You’ve added goroutines, you’ve got worker pools, you’ve written careful concurrent code — and the service is still slower than expected. Maybe goroutine count is climbing in your metrics dashboard. Maybe p99 latency has a long tail you can’t explain. Maybe a throughput test plateaus at 40% of what you thought the hardware should support.
This is where guessing stops and profiling starts. Go ships world-class concurrency profiling tools in the standard library — mutex profiles, block profiles, goroutine dumps, and the execution tracer. Most engineers know about the CPU and memory profiler. Far fewer use the concurrency-specific profiles, which is a shame because they find the exact thing that’s wrong in minutes instead of days.
The Problem
The common reaction to concurrency slowdowns is to add more goroutines or increase worker pool sizes. That approach is guessing:
// WRONG — throwing goroutines at the problem without understanding the bottleneck
func processRequests(reqs []Request) {
// was 10, tried 50, then 100, throughput barely changed, ¯\_(ツ)_/¯
const workers = 100
jobs := make(chan Request, len(reqs))
var wg sync.WaitGroup
for i := 0; i < workers; i++ {
wg.Add(1)
go func() {
defer wg.Done()
for req := range jobs {
handle(req)
}
}()
}
// ...
}
If handle internally acquires a heavily contended mutex, adding more workers makes contention worse, not better. More goroutines means more goroutines racing for the same lock. Throughput can actually decrease.

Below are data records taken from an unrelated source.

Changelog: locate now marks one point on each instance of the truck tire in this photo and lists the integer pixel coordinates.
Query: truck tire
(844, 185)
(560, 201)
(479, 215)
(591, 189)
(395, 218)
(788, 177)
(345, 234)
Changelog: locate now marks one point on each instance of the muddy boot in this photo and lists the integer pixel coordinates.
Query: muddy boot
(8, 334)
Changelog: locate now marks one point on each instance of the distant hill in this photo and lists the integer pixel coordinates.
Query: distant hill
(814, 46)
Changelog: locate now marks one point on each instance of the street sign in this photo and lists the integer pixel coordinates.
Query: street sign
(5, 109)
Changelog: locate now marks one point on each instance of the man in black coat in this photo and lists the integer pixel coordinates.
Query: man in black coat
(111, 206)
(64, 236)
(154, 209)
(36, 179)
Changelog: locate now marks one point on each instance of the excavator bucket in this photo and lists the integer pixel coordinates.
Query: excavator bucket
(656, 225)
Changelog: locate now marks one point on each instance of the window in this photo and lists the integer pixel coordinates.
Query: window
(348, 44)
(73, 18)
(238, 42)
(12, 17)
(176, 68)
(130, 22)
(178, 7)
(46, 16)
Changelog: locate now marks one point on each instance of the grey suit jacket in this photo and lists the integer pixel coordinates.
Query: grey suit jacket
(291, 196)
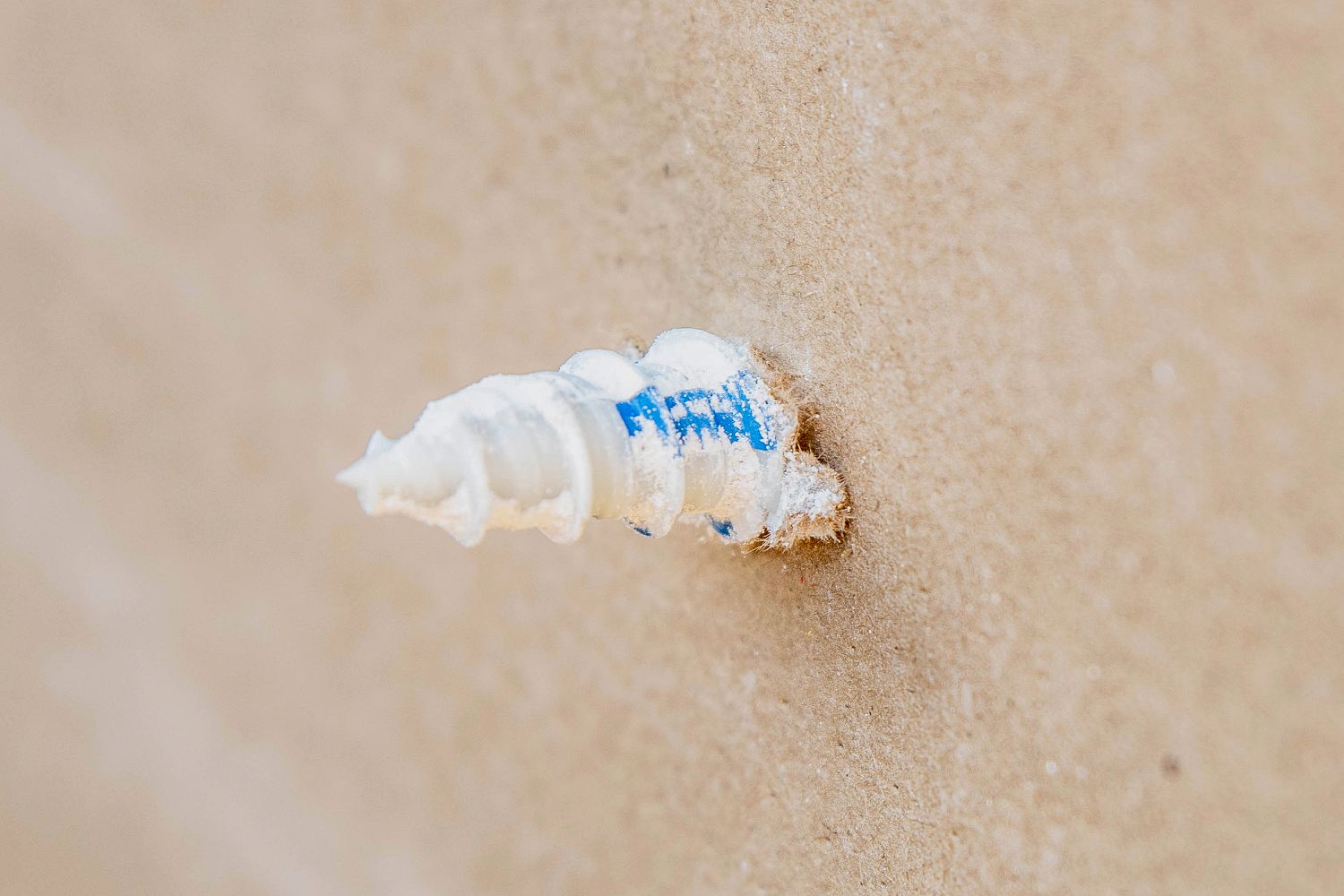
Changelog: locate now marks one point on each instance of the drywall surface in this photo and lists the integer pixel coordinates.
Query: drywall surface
(1064, 285)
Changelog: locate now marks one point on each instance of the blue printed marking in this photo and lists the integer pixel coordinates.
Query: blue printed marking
(725, 411)
(642, 409)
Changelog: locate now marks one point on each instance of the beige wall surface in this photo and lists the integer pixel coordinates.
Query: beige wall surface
(1064, 281)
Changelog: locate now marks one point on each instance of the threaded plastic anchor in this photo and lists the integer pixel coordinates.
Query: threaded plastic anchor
(690, 429)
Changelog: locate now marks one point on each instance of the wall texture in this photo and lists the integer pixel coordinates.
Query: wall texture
(1064, 285)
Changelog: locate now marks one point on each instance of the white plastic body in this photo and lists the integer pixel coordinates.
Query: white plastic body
(688, 429)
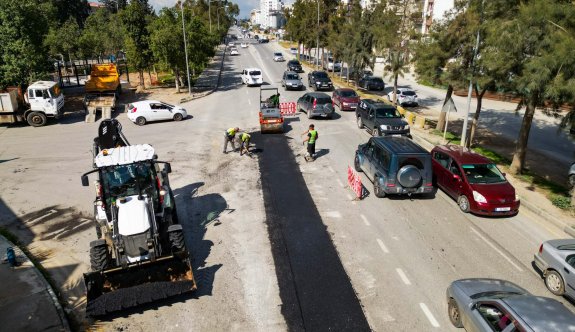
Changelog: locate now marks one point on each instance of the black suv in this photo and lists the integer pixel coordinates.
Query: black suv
(294, 65)
(381, 119)
(319, 80)
(395, 165)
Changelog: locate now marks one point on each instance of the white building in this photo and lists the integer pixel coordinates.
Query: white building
(434, 10)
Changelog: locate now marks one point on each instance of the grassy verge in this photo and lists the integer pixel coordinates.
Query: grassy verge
(557, 194)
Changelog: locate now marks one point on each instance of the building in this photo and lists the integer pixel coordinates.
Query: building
(434, 10)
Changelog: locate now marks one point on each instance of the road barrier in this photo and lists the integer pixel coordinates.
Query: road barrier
(288, 109)
(354, 182)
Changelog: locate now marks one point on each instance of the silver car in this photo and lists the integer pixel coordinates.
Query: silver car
(499, 305)
(556, 260)
(292, 81)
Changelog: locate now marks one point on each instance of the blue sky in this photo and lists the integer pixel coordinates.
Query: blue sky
(245, 5)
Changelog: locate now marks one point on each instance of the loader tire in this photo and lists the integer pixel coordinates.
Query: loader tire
(99, 255)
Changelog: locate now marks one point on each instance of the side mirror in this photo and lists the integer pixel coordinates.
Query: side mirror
(85, 181)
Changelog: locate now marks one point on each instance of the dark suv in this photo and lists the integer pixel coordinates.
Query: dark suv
(294, 65)
(395, 165)
(319, 80)
(381, 119)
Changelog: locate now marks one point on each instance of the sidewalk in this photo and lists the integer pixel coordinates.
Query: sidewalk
(27, 302)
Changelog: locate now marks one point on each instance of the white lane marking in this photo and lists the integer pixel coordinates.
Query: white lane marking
(403, 276)
(333, 214)
(365, 221)
(496, 249)
(429, 315)
(382, 246)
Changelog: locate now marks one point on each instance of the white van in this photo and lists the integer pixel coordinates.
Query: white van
(252, 77)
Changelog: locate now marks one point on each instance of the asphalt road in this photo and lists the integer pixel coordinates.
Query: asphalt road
(392, 258)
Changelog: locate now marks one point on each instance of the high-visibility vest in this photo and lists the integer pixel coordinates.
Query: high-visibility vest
(313, 136)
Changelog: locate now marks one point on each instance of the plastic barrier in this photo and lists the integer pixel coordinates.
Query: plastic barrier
(354, 182)
(288, 109)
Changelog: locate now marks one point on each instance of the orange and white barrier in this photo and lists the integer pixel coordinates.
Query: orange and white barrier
(288, 109)
(354, 182)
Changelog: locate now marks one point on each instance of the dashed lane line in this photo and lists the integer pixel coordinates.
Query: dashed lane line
(496, 249)
(403, 276)
(429, 315)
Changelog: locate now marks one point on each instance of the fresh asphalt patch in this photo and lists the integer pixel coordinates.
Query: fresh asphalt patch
(316, 292)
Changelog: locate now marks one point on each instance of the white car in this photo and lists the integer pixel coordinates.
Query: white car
(278, 57)
(404, 97)
(252, 77)
(142, 112)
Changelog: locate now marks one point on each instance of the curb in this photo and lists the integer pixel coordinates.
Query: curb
(47, 286)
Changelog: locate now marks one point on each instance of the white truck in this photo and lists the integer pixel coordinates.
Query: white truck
(42, 100)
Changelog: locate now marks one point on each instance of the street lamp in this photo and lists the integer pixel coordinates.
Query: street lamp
(186, 48)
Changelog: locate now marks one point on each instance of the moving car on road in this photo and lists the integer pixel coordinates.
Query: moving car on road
(405, 97)
(294, 65)
(292, 81)
(499, 305)
(556, 260)
(319, 80)
(345, 99)
(395, 165)
(371, 83)
(474, 181)
(316, 104)
(381, 119)
(142, 112)
(252, 77)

The second mistake is interpreting high goroutine count as “lots of work happening”:
// WRONG — goroutine count is a lagging indicator; goroutines might all be blocked
// What you see in your dashboard: goroutines=50000, CPU utilization=12%
// What's actually happening: 49000 goroutines blocked on a single mutex
CPU utilization and goroutine count tell you almost nothing about why your program is slow. The block and mutex profiles do.
The Idiomatic Way
Enable the profiles and expose them via net/http/pprof:
// RIGHT — enable concurrency profiles in your service
import (
"net/http"
_ "net/http/pprof" // registers pprof endpoints on http.DefaultServeMux
"runtime"
)
func init() {
// Enable the mutex and block profilers — they're off by default
runtime.SetMutexProfileFraction(1) // sample every mutex event (use 10-100 in prod)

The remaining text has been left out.